- What are markets trying to say in trading so far today?
- BOJ reportedly open to tweaking yield curve control later this year if wage momentum holds
- ECB’s Knot: It is too early to talk about a pause in rate hikes
- PBOC reaffirms to continue implementing prudent monetary policy
- Germany March PPI -2.6% vs -0.5% m/m expected
- France April business confidence 102 vs 103 prior
- Eurozone February trade balance -€0.1 billion vs -€11.3 billion prior
Markets:
- CHF leads, NZD lags on the day
- European equities lower; S&P 500 futures down 0.6%
- US 10-year yields down 3.6 bps to 3.566%
- Gold up 0.4% to $2,001.98
- WTI crude down 1.6% to $77.90
- Bitcoin down 1.6% to $28,766
It was more of a risk averse session with the bulk of the moves coming right at the European open, as stocks edged lower and bond yields falling in tandem. It seemed like broader markets are worried about higher rates weighing on economic prospects but that sentiment isn’t really shared by the FX market so far.
The dollar is sitting more mixed and mostly little changed, with notable moves among major currencies being rather sparse on the session. The kiwi continues to sit lower, after falling in Asia trading following the softer NZ CPI data. NZD/USD is down 0.4% to 0.6175 but is off its earlier lows of 0.6150 at least.

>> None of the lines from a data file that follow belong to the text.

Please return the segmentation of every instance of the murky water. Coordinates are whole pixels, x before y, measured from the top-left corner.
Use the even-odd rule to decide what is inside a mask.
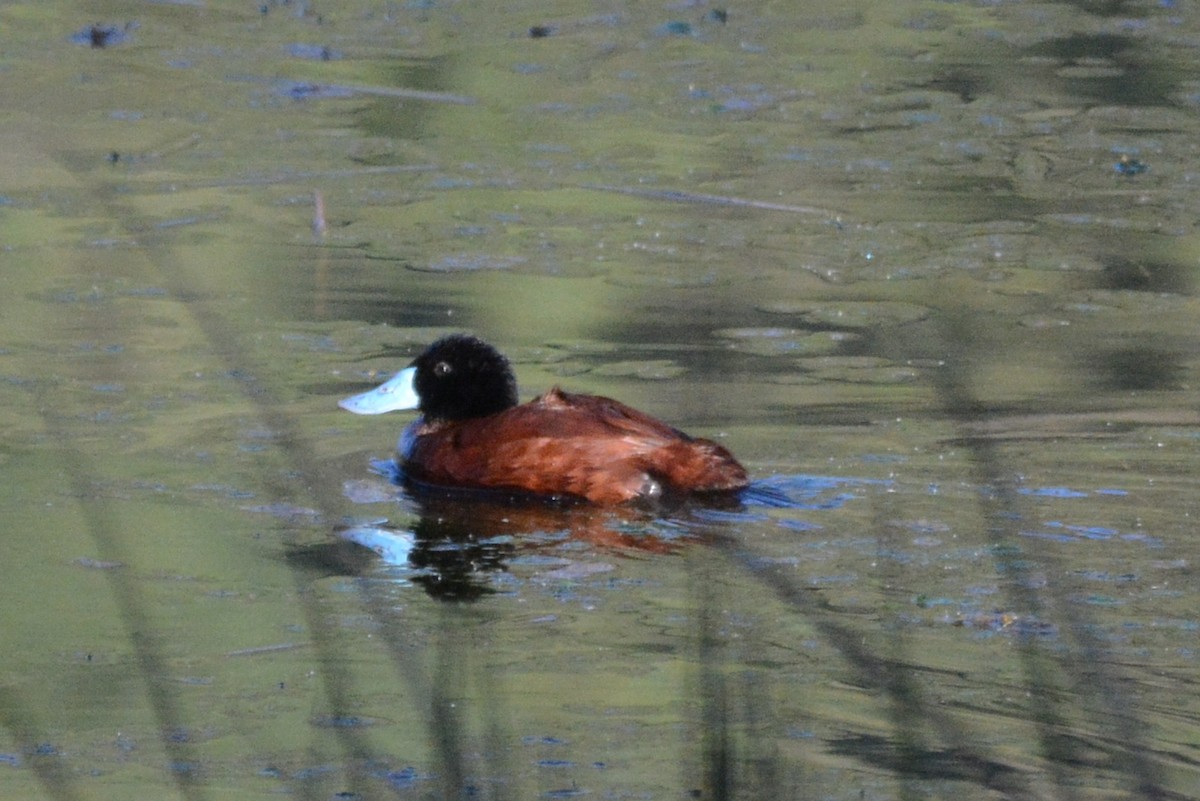
[[[0,794],[1196,799],[1188,4],[0,7]],[[434,502],[469,330],[734,510]]]

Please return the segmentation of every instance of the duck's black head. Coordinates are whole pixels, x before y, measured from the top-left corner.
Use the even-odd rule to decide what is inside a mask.
[[[428,420],[469,420],[517,405],[517,380],[496,348],[455,333],[434,342],[384,384],[337,405],[356,415],[420,409]]]
[[[475,337],[443,337],[413,367],[418,408],[430,420],[485,417],[517,405],[517,379],[509,360]]]

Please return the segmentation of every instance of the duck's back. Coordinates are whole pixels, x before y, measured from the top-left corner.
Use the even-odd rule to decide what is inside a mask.
[[[488,417],[427,424],[406,468],[433,484],[606,505],[746,486],[745,470],[716,442],[611,398],[558,389]]]

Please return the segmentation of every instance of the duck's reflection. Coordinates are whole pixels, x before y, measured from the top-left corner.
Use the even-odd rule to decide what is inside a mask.
[[[326,574],[388,576],[440,600],[473,601],[502,591],[516,560],[583,576],[588,565],[578,554],[670,554],[698,536],[662,510],[432,490],[406,481],[394,462],[374,466],[382,480],[348,482],[347,496],[391,504],[400,513],[347,525],[335,532],[336,542],[293,559]]]
[[[533,566],[542,578],[594,574],[589,558],[664,555],[725,536],[731,526],[761,523],[770,510],[824,510],[851,498],[863,480],[774,476],[738,496],[689,500],[653,508],[598,507],[508,493],[446,492],[414,486],[394,460],[373,464],[379,478],[350,481],[355,504],[386,506],[386,519],[359,522],[336,540],[294,552],[293,560],[324,574],[388,578],[421,586],[432,597],[473,601],[504,591],[509,570]],[[716,502],[724,501],[724,502]],[[398,524],[397,524],[398,522]],[[776,523],[797,529],[782,517]]]

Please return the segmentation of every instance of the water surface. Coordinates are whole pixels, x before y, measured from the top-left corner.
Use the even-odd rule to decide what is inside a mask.
[[[1200,797],[1194,10],[476,5],[0,10],[0,791]],[[400,492],[460,330],[754,490]]]

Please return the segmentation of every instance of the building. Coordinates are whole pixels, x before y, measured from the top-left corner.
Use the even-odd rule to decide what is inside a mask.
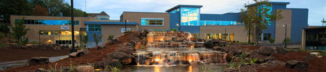
[[[302,34],[302,49],[326,50],[326,27],[303,28]]]
[[[293,42],[301,41],[302,29],[308,27],[308,9],[287,8],[287,5],[290,4],[289,2],[268,3],[272,5],[269,8],[271,11],[282,10],[280,13],[284,17],[269,24],[266,30],[263,31],[259,36],[259,42],[267,42],[269,38],[272,37],[275,43],[282,42],[286,37],[286,27],[287,37],[290,37]],[[255,5],[254,4],[246,6],[250,7]],[[131,31],[147,29],[170,31],[171,29],[178,29],[180,27],[181,31],[190,32],[193,36],[202,39],[248,41],[249,33],[240,19],[241,12],[204,14],[200,13],[202,7],[202,6],[179,5],[163,12],[124,12],[120,20],[110,20],[110,16],[104,12],[99,14],[88,13],[87,18],[89,20],[82,22],[80,20],[79,22],[81,24],[81,22],[84,24],[82,25],[86,27],[85,31],[88,35],[87,48],[96,46],[92,37],[93,34],[103,36],[98,44],[101,44],[107,42],[109,35],[121,36],[126,28]],[[287,26],[283,26],[284,25]],[[251,41],[254,42],[255,37],[252,37],[256,36],[251,36]]]

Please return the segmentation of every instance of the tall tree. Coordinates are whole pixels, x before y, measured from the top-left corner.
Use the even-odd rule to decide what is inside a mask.
[[[272,4],[268,3],[269,0],[253,0],[256,4],[248,5],[251,4],[248,2],[244,4],[244,8],[241,9],[241,19],[244,23],[247,24],[244,25],[246,30],[255,30],[256,42],[259,45],[259,36],[262,30],[266,30],[267,28],[266,26],[276,20],[282,19],[283,17],[280,14],[282,10],[272,11]],[[251,27],[250,29],[249,29],[249,26]]]
[[[35,6],[34,9],[32,11],[32,15],[33,16],[44,16],[49,15],[48,10],[46,8],[42,7],[39,5]]]
[[[0,19],[10,22],[10,15],[30,15],[32,7],[26,0],[0,0]]]
[[[12,27],[12,36],[15,37],[15,39],[17,40],[18,44],[20,43],[22,37],[24,36],[26,34],[27,34],[27,31],[29,30],[29,29],[25,28],[25,25],[23,24],[25,18],[23,18],[20,21],[18,21],[15,23],[15,26]],[[25,38],[24,37],[24,38]]]

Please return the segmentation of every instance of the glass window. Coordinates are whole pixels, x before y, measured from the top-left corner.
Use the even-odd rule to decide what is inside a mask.
[[[181,7],[181,25],[200,25],[199,8]]]
[[[88,31],[102,31],[101,25],[88,25]]]
[[[19,21],[21,20],[15,20],[15,22]],[[42,24],[51,25],[71,25],[71,22],[68,20],[25,20],[24,24]],[[79,21],[75,21],[74,23],[75,25],[79,25]]]
[[[141,19],[142,25],[163,25],[164,19]]]

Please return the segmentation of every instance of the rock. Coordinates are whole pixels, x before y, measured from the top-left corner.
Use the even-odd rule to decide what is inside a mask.
[[[76,68],[76,71],[78,72],[94,72],[94,68],[91,65],[78,66]]]
[[[264,56],[273,56],[273,52],[275,50],[271,47],[263,46],[257,50],[257,52]]]
[[[117,68],[120,68],[123,66],[118,60],[113,60],[109,63],[109,65]]]
[[[25,66],[29,66],[38,65],[44,65],[50,62],[49,57],[35,57],[32,58],[26,62]]]
[[[49,72],[49,71],[48,71],[48,70],[47,70],[43,68],[37,68],[37,69],[36,69],[36,70],[35,70],[35,72]]]
[[[190,65],[190,63],[188,61],[184,61],[181,62],[181,64],[184,65]]]
[[[287,52],[286,51],[281,50],[277,51],[276,52],[278,54],[286,54],[287,53]]]
[[[304,57],[303,59],[304,60],[311,61],[312,60],[313,57],[313,56],[311,55],[308,55],[308,56]]]
[[[222,47],[221,47],[221,46],[214,46],[212,49],[212,50],[220,50],[222,49]]]
[[[232,59],[233,56],[234,56],[234,53],[232,51],[230,51],[228,53],[228,55],[226,56],[226,60],[229,61]]]
[[[113,55],[113,58],[119,60],[120,62],[123,64],[127,64],[131,62],[131,58],[128,54],[125,53],[118,52],[116,53]]]
[[[274,61],[274,57],[269,56],[264,58],[264,61],[265,62],[267,62],[268,61]]]
[[[77,57],[77,54],[78,53],[77,52],[73,52],[70,54],[69,54],[69,55],[68,56],[69,57],[71,58],[76,58]]]
[[[238,54],[241,54],[242,53],[242,50],[232,50],[231,52],[233,52],[234,56]]]
[[[114,44],[119,42],[120,42],[120,40],[119,40],[119,39],[117,37],[113,38],[111,41],[111,44]]]
[[[213,39],[211,38],[205,41],[205,45],[206,46],[206,47],[213,47],[213,46],[214,46],[214,43],[213,43]]]
[[[288,61],[285,64],[285,67],[298,70],[307,71],[308,63],[305,62],[296,60]]]
[[[234,72],[235,71],[235,69],[229,67],[225,69],[223,71],[226,72]]]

In other markets, equities retreated early on in Europe with regional equities stumbling in the opening hour to be down between 0.4% to 0.8% mostly. US futures also fell simultaneously with the drop led by tech, before consolidating losses thereafter.
The drop in stocks coincided with a nudge lower in Treasury yields as well, with a fall observed across the curve. It might be a reaction to global growth worries but 10-year yields also ran into its 100-day moving average at 3.61% this week, so that might be something to consider as well.